OM in the News: Taking to the Sky to Deliver on Time

Shoppers accustomed to getting e-commerce orders in 2 days or less are adding to the pile at airport cargo terminals

Companies are shipping more items by plane to meet customers’ rising expectations for rapid delivery, prompting a scramble for cargo space that has sent airfreight rates soaring and pushed Amazon and others into the airline business. Global airfreight traffic climbed almost 9% this past year.

The cause is twofold: As online shoppers come to expect faster home delivery of everything from smartphones to paper towels, passenger jets and dedicated cargo planes are picking up more kinds of cargo traditionally carried by container ships, trains and trucks. At the same time, strong global economic growth also is spurring demand for goods long ferried by air, such as automotive and manufacturing parts.

Those factors are creating some of the stiffest competition for air-cargo space in years, reports The Wall Street Journal (Jan. 10, 2018). To meet the rising demand, Amazon has started its own airline and some air-cargo operators are searching for older, idle jets to convert into freighters. Amazon has used its current fleet of about 30 use Boeing 767 jets primarily for its fastest Prime delivery service, and is adding 10 more planes this year. The dedicated fleet has allowed it to extend the window for guaranteed 2-day delivery from 6 p.m. on the East Coast to as late as 11 p.m.

Demand for new smartphones from Apple and Samsung last year pushed up airfreight costs. Elevated semiconductor shipments, an airfreight mainstay, also have been gobbling up cargo space.
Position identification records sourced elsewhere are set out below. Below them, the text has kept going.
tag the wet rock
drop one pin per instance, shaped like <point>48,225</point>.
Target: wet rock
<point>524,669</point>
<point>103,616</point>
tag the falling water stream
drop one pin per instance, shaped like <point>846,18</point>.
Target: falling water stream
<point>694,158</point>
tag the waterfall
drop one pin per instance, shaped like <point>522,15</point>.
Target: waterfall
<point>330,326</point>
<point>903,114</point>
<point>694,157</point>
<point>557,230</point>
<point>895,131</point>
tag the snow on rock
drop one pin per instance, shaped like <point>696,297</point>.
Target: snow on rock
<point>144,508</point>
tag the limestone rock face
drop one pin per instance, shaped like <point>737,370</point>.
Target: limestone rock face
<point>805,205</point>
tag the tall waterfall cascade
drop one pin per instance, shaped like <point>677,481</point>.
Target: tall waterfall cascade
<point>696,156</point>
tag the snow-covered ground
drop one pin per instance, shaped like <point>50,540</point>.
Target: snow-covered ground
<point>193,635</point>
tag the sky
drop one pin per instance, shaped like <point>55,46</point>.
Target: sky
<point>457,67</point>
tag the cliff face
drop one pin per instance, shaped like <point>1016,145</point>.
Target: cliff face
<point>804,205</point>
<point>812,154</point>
And increasingly, manufacturers are loading toys, clothing and other products onto planes to meet shorter delivery windows and leaner retail inventories.

Airport cargo terminals are now teeming with items such as dog food and spaghetti sauce. “We’re shipping more and more of what you might consider to be everyday basics,” said a UPS spokesman.

Classroom discussion questions:

  1. What can operations managers do to better control shipping/logistics costs?
  2. What technique in Supplement 11 (Supply Chain Management Analytics) could be used in this situation?